Interviewing a real estate agent feels awkward for a lot of people. Agents are salespeople by nature — confident, charming, and practiced at making a first impression. It is easy to leave an initial meeting feeling good about someone without ever having asked the questions that would tell you whether they are actually right for your situation.

These ten questions cut through the surface-level presentation and get to what actually matters. Ask them of every agent you are considering — and pay attention not just to what they say, but to how they say it.

1. How many transactions did you close in the last twelve months?

This is the single most important question on the list. Production volume is not everything, but it is a reliable proxy for active market engagement. An agent who closed twenty or more transactions in the last year is deeply embedded in their market — they know what is happening right now, not what was happening two years ago.

Be wary of vague answers like "quite a few" or redirects to total career volume. You want a specific number for the last twelve months. A great agent will give it to you without hesitation.

2. Is real estate your full-time profession?

This question may feel unnecessary — of course they are full-time, right? Not always. A significant number of licensed agents have other jobs or treat real estate as a secondary income source. That is fine for them — but it is not fine for you as their client. Full-time agents are more available, more knowledgeable about current market conditions, and more invested in their clients' outcomes.

3. How long have you been working in this specific market?

Years in real estate and years in your specific market are different things. An agent who has been licensed for fifteen years but just moved to your city eight months ago has fifteen years of experience and eight months of local knowledge. Both facts matter. You want an agent who has been actively working your target market long enough to have genuine neighborhood-level expertise.

A note on the interview process

Treat this like hiring a professional for any important job. Agents who are good at what they do welcome direct questions about their track record — it gives them an opportunity to demonstrate their value. An agent who seems defensive or evasive about their production history is telling you something important.

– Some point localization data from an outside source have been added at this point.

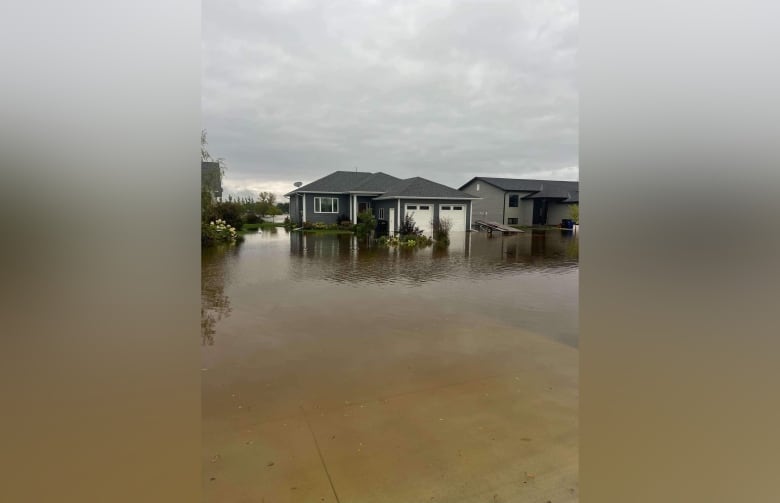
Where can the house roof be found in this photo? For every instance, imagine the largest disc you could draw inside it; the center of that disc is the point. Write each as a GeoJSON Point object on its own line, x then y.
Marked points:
{"type": "Point", "coordinates": [558, 189]}
{"type": "Point", "coordinates": [390, 187]}
{"type": "Point", "coordinates": [422, 188]}
{"type": "Point", "coordinates": [377, 182]}
{"type": "Point", "coordinates": [338, 181]}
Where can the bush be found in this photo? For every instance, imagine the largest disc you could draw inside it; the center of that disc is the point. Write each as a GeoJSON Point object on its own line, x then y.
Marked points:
{"type": "Point", "coordinates": [408, 241]}
{"type": "Point", "coordinates": [217, 231]}
{"type": "Point", "coordinates": [231, 213]}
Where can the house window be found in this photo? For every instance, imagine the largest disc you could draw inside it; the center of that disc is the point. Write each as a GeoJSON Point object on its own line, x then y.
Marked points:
{"type": "Point", "coordinates": [326, 205]}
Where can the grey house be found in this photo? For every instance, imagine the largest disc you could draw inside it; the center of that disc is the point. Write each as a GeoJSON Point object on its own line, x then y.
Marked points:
{"type": "Point", "coordinates": [514, 201]}
{"type": "Point", "coordinates": [342, 195]}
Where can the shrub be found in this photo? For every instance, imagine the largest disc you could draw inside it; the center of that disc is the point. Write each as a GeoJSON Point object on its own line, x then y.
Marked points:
{"type": "Point", "coordinates": [408, 241]}
{"type": "Point", "coordinates": [217, 231]}
{"type": "Point", "coordinates": [229, 212]}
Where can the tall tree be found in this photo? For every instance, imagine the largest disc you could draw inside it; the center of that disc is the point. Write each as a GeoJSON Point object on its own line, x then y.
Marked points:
{"type": "Point", "coordinates": [206, 156]}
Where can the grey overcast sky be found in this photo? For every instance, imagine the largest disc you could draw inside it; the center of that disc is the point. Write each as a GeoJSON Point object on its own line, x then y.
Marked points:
{"type": "Point", "coordinates": [446, 90]}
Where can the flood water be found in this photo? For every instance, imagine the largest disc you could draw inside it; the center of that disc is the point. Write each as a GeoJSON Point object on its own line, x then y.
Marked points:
{"type": "Point", "coordinates": [333, 371]}
{"type": "Point", "coordinates": [529, 280]}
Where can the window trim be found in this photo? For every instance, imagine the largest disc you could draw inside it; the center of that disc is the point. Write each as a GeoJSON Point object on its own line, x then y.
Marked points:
{"type": "Point", "coordinates": [318, 205]}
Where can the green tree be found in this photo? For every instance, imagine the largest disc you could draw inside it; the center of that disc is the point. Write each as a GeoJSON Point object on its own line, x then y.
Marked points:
{"type": "Point", "coordinates": [206, 156]}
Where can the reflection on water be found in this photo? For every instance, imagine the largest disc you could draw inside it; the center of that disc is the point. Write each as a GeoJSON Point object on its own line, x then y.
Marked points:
{"type": "Point", "coordinates": [343, 258]}
{"type": "Point", "coordinates": [215, 305]}
{"type": "Point", "coordinates": [527, 280]}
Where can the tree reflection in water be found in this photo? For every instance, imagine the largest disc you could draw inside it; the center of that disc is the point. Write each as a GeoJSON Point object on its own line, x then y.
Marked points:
{"type": "Point", "coordinates": [215, 305]}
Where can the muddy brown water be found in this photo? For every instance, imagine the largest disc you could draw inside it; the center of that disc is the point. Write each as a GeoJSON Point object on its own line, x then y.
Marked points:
{"type": "Point", "coordinates": [303, 333]}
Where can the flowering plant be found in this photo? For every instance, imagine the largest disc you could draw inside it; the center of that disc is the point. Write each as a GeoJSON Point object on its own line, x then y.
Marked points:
{"type": "Point", "coordinates": [218, 231]}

4. Can you walk me through a transaction that went sideways — and what you did?

Every experienced agent has had a deal that hit serious problems. How they handled it tells you far more about their competence and character than a story about a smooth transaction. You want to hear specific, concrete answers: the inspection revealed significant foundation issues and they renegotiated the price; financing fell through at the last minute and they helped the buyer find an alternative lender; the appraisal came in low and they built the case for the seller to hold on price.

Vague or overly positive answers to this question — or an inability to identify a challenging transaction — suggest either limited experience or a polished sales presentation that is not giving you real information.

5. What is your list-to-sale price ratio? (For sellers)

For sellers, this number tells you whether an agent consistently achieves close to or above the asking price, or whether they consistently fall short. A strong list-to-sale ratio reflects both accurate pricing and strong negotiating on behalf of sellers. Ask for this number and ask how it compares to the market average in your area over the same period.

6. How do you communicate with clients during a transaction?

Ask specifically: how often, through which channels, and who initiates contact. The answer will tell you whether their communication style is compatible with yours. If you want daily text updates and they prefer weekly phone calls, that is a mismatch you want to identify before you are under contract — not during.

"Great agents welcome direct questions about their track record. It gives them a chance to show their work. Evasive answers are data."

7. How many active clients are you currently working with?

This question helps you understand whether they have capacity to give you the attention your transaction deserves. An agent juggling twenty active clients simultaneously may be technically capable but practically limited in how responsive they can be. There is no universally right answer — it depends on how they operate — but you should understand where you fit in their current workload.

8. Will I be working directly with you, or with members of your team?

Many successful agents operate as part of a team, which is not inherently a problem. But if you hire a well-known agent and then discover that your day-to-day contact is a junior team member you have never met, that is not what you signed up for. Ask directly who will be attending showings, communicating with you regularly, and present at key moments in the transaction.

9. Can you provide two or three recent references?

Ask for recent references — clients from the last twelve months — and actually call them. A prepared agent will offer references without being asked. When you call, ask: how did the agent handle a problem that came up, did they communicate proactively, and would they use them again? The answers will tell you more than any Zillow review.

10. Do you have any current or past disciplinary actions on your license?

This question will feel uncomfortable to ask, and that is exactly why it is valuable. A great agent will answer it without hesitation, probably even appreciating that you are being thorough. You can also verify independently through your state's real estate commission website — it is public information. Most agents will have a clean record. When they do not, you want to know before you hire them.

What good answers look like

The right answers to these questions are specific, honest, and confident. Great agents do not need to oversell themselves — their track record does it for them. If an agent seems reluctant to share concrete numbers, deflects to vague positive statements, or appears defensive when you ask direct questions, pay attention to that. The interview is your best opportunity to evaluate whether the person you are about to entrust with your largest financial transaction is actually up to the job.